Why do Blind Companies offer Free Shipping - then charge for 'Handling'
A business practice within our industry that gets on my nerves is our competitors offering blind with Free Shipping, but then once you get to the cart, they charging a handling charge. What the heck is this ‘charge’? When you go to the website of the biggest online window treatments retailer and are about to purchase you blinds you will see there is an Order Processing Charge of $4.95. In effect this allows them to pass on an additional charge to the customer for no good reason - and by the time the customer sees it, she has already made up her mind on the purchase, and likely just “accepts it”. But just because a customer accepts it does not make this practice acceptable.
May I suggest that rather than handling charge it should be called a “we-would-like-you to-pay-more, but-did-not-want-to-disclose-this-until-now-charge”.
Don’t misunderstand me, I am all for companies charging whatever they want. Profits enable growth, new jobs and all the wonderful things that the US stands for, but don't bury those charges by using semantics.

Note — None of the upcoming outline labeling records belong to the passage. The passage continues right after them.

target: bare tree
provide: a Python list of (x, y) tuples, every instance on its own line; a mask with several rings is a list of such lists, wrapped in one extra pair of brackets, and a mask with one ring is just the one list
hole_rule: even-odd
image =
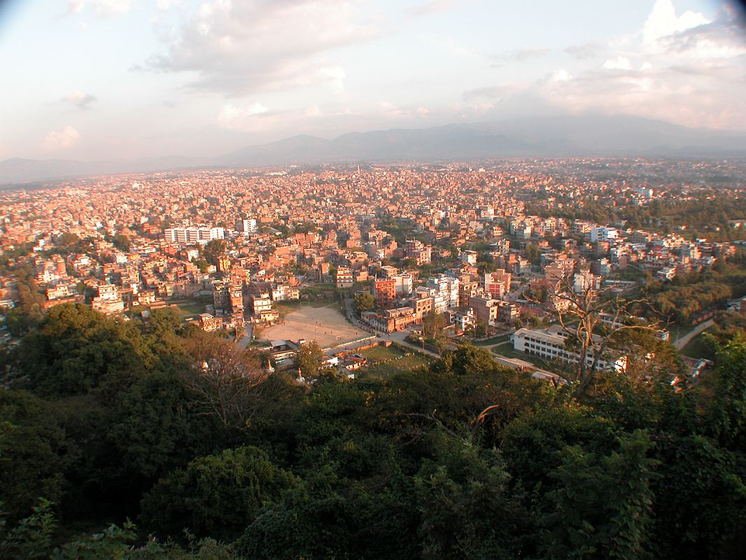
[(191, 338), (186, 346), (192, 360), (188, 385), (202, 414), (225, 425), (245, 423), (269, 376), (258, 353), (207, 335)]
[(657, 332), (660, 321), (641, 321), (635, 317), (643, 308), (653, 311), (645, 298), (627, 299), (615, 292), (614, 287), (596, 287), (590, 281), (582, 282), (577, 290), (566, 276), (555, 279), (556, 287), (548, 290), (548, 308), (564, 332), (565, 347), (577, 358), (567, 361), (557, 374), (579, 396), (588, 390), (595, 372), (614, 359), (610, 350), (625, 333)]

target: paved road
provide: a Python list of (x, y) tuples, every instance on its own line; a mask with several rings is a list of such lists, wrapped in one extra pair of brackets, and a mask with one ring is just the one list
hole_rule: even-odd
[(706, 320), (704, 323), (700, 323), (695, 328), (695, 329), (692, 332), (687, 333), (680, 338), (677, 339), (676, 342), (674, 343), (674, 346), (676, 346), (677, 350), (682, 349), (685, 346), (686, 346), (689, 343), (689, 340), (691, 340), (692, 338), (694, 338), (695, 336), (699, 335), (703, 331), (709, 329), (714, 324), (715, 321), (713, 321), (712, 319), (709, 319), (709, 320)]

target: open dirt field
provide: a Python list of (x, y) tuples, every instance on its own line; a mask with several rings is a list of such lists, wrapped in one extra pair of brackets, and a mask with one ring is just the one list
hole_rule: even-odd
[(302, 306), (286, 315), (283, 325), (266, 329), (261, 334), (261, 337), (268, 340), (296, 341), (305, 338), (309, 342), (318, 342), (322, 348), (366, 336), (369, 336), (369, 333), (352, 326), (333, 304), (322, 308)]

Check out most of our major competitors, they all seem to do it. And then they seem to explain it in an innocuous way so that the customer doesn't realize she is essentially being hornswoggled. On one site, I even see this the explanation tugging on the customer’s heartstrings, “fuel prices in the industry have gone up, but we only pass on a tiny bit of this causing the need for this handling fee”.

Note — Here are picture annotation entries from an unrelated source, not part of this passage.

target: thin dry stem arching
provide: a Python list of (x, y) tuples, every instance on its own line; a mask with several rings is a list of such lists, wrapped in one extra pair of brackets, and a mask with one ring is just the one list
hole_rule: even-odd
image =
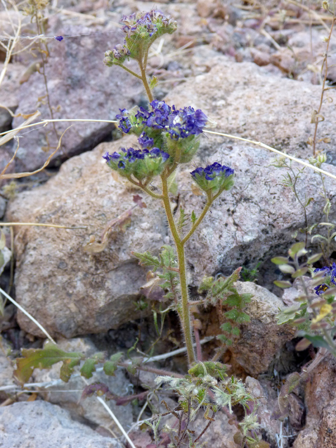
[(50, 160), (51, 160), (53, 156), (56, 154), (56, 153), (58, 151), (59, 148), (61, 147), (61, 143), (62, 142), (62, 138), (64, 135), (64, 134), (66, 132), (68, 129), (70, 129), (71, 126), (69, 126), (69, 127), (67, 127), (64, 132), (63, 133), (62, 135), (61, 135), (60, 137), (60, 139), (58, 141), (58, 144), (57, 145), (57, 147), (56, 148), (55, 151), (52, 152), (50, 155), (48, 157), (46, 161), (43, 164), (43, 166), (41, 168), (39, 168), (37, 170), (35, 170), (34, 171), (31, 171), (29, 172), (26, 173), (13, 173), (10, 174), (3, 174), (2, 176), (0, 176), (0, 179), (20, 179), (21, 177), (27, 177), (28, 176), (32, 176), (33, 174), (36, 174), (37, 173), (39, 173), (40, 171), (42, 171), (42, 170), (44, 170), (44, 168), (48, 166), (49, 164)]
[(0, 293), (2, 294), (4, 297), (7, 299), (9, 302), (11, 302), (13, 305), (14, 305), (17, 308), (18, 308), (20, 311), (21, 311), (23, 314), (25, 314), (27, 318), (29, 318), (30, 320), (33, 322), (37, 327), (40, 329), (41, 331), (42, 331), (47, 336), (47, 337), (49, 339), (49, 340), (52, 342), (53, 344), (56, 344), (56, 342), (52, 338), (51, 336), (49, 334), (48, 332), (45, 330), (45, 329), (39, 323), (39, 322), (37, 322), (37, 321), (32, 317), (32, 316), (30, 314), (28, 311), (26, 311), (26, 310), (22, 307), (19, 304), (17, 303), (13, 299), (12, 299), (9, 294), (7, 294), (6, 292), (3, 291), (3, 290), (0, 288)]

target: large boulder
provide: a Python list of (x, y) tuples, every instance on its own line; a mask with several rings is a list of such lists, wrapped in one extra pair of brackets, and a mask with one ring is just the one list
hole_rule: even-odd
[[(146, 198), (147, 208), (139, 208), (132, 198), (141, 192), (112, 177), (102, 156), (119, 146), (103, 143), (72, 158), (57, 176), (18, 195), (9, 207), (7, 218), (15, 222), (85, 227), (16, 230), (16, 298), (53, 336), (107, 331), (142, 315), (134, 302), (146, 270), (131, 252), (157, 251), (167, 242), (167, 229), (154, 200)], [(113, 227), (107, 249), (85, 251), (90, 235), (99, 241), (109, 223), (127, 211), (129, 218), (124, 216)], [(42, 336), (20, 312), (18, 321), (28, 332)]]
[[(247, 133), (251, 134), (257, 129), (260, 131), (258, 139), (265, 138), (272, 144), (279, 133), (286, 136), (288, 149), (294, 149), (302, 139), (306, 140), (310, 125), (302, 124), (307, 118), (304, 94), (307, 90), (312, 101), (312, 91), (317, 93), (315, 86), (284, 80), (288, 83), (286, 88), (277, 90), (271, 77), (247, 64), (244, 67), (249, 82), (244, 84), (236, 74), (229, 76), (230, 71), (241, 70), (239, 73), (242, 76), (243, 64), (223, 60), (221, 59), (207, 75), (186, 83), (183, 89), (176, 88), (171, 95), (170, 102), (178, 106), (200, 107), (211, 116), (219, 114), (220, 120), (224, 120), (221, 126), (227, 125), (230, 131), (238, 130), (243, 118)], [(225, 74), (228, 79), (232, 78), (229, 84), (231, 91), (223, 84)], [(236, 84), (238, 90), (234, 95)], [(255, 85), (259, 89), (260, 103), (255, 100)], [(216, 92), (216, 97), (210, 95), (210, 90), (208, 95), (201, 97), (202, 89), (206, 93), (205, 90), (210, 86), (212, 91)], [(286, 93), (290, 88), (295, 92), (292, 96)], [(298, 102), (299, 99), (302, 101), (299, 106), (294, 99), (298, 91), (302, 94), (297, 98)], [(283, 98), (284, 95), (287, 95), (287, 103)], [(221, 96), (228, 98), (232, 95), (234, 105), (233, 97), (226, 107), (226, 103), (219, 103)], [(249, 95), (255, 97), (254, 102), (251, 100), (251, 108), (254, 108), (252, 112), (245, 108), (245, 99)], [(266, 119), (271, 112), (263, 114), (263, 98), (269, 102), (273, 99), (270, 104), (274, 122)], [(173, 102), (172, 99), (175, 99)], [(288, 117), (289, 110), (295, 112), (295, 120)], [(241, 116), (236, 114), (239, 111)], [(331, 129), (328, 122), (325, 120), (322, 124)], [(134, 209), (130, 225), (125, 229), (122, 225), (121, 229), (114, 232), (103, 251), (90, 254), (83, 250), (90, 234), (97, 239), (111, 220), (134, 205), (132, 195), (139, 192), (114, 180), (102, 158), (107, 150), (111, 153), (121, 146), (134, 143), (134, 137), (129, 136), (121, 141), (103, 143), (93, 151), (73, 157), (45, 185), (18, 194), (9, 206), (7, 219), (12, 222), (87, 226), (86, 229), (76, 230), (29, 227), (16, 230), (17, 300), (52, 335), (69, 337), (104, 331), (140, 316), (138, 311), (134, 311), (134, 302), (139, 297), (139, 288), (146, 282), (146, 271), (137, 265), (131, 252), (157, 252), (163, 244), (169, 242), (160, 203), (146, 199), (147, 209)], [(244, 263), (261, 260), (268, 266), (269, 258), (283, 254), (293, 241), (293, 233), (306, 225), (302, 207), (291, 189), (282, 182), (288, 171), (271, 165), (272, 154), (260, 147), (240, 144), (227, 146), (222, 137), (204, 136), (197, 163), (204, 164), (205, 157), (207, 162), (222, 160), (234, 168), (235, 184), (216, 201), (212, 213), (207, 215), (188, 242), (189, 282), (194, 285), (199, 284), (205, 275), (219, 272), (227, 274)], [(332, 165), (325, 164), (323, 167), (336, 174), (336, 168)], [(187, 213), (194, 210), (198, 215), (204, 199), (191, 189), (190, 171), (191, 167), (185, 168), (178, 175), (179, 204)], [(336, 185), (329, 177), (326, 177), (325, 182), (327, 195), (332, 203)], [(156, 181), (154, 186), (156, 184)], [(296, 188), (303, 200), (305, 197), (314, 199), (307, 207), (308, 224), (323, 221), (325, 204), (319, 194), (319, 175), (306, 169)], [(330, 219), (332, 221), (335, 218), (332, 211)], [(18, 316), (22, 328), (41, 335), (27, 318), (21, 313)]]
[(15, 403), (0, 408), (2, 448), (123, 448), (116, 439), (104, 437), (71, 420), (67, 411), (46, 401)]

Oh, so you didn't just think of raising the prices of your product, which is what most other industries do when costs go up? Instead, you create some ridiculous little fee that you don't present until the customer’s credit card is on the table
Payless Décor Blinds offers Free Shipping and does not insult your intelligence by then offering a Handling Charge or Order Processing fee. Sometimes for oversize blinds we get charged quite a lot by Fedex to ship them, but we not only include this in the price, we also make the charges transparent on our ‘free shipping explanation page’.
The next time you see a $4.95 shipping fee at a website that touts 'Free Shipping' in big letters on their homepage, I recommend you contact the company and say, “Sorry I was going to purchase from you, but now I am going to take my business elsewhere to a company that actually discloses their prices.” I’ll bet you that company will offer to waive the fee, but that’s when you should say “sorry, too late.”
A vote with your dollars is the best way to drive change.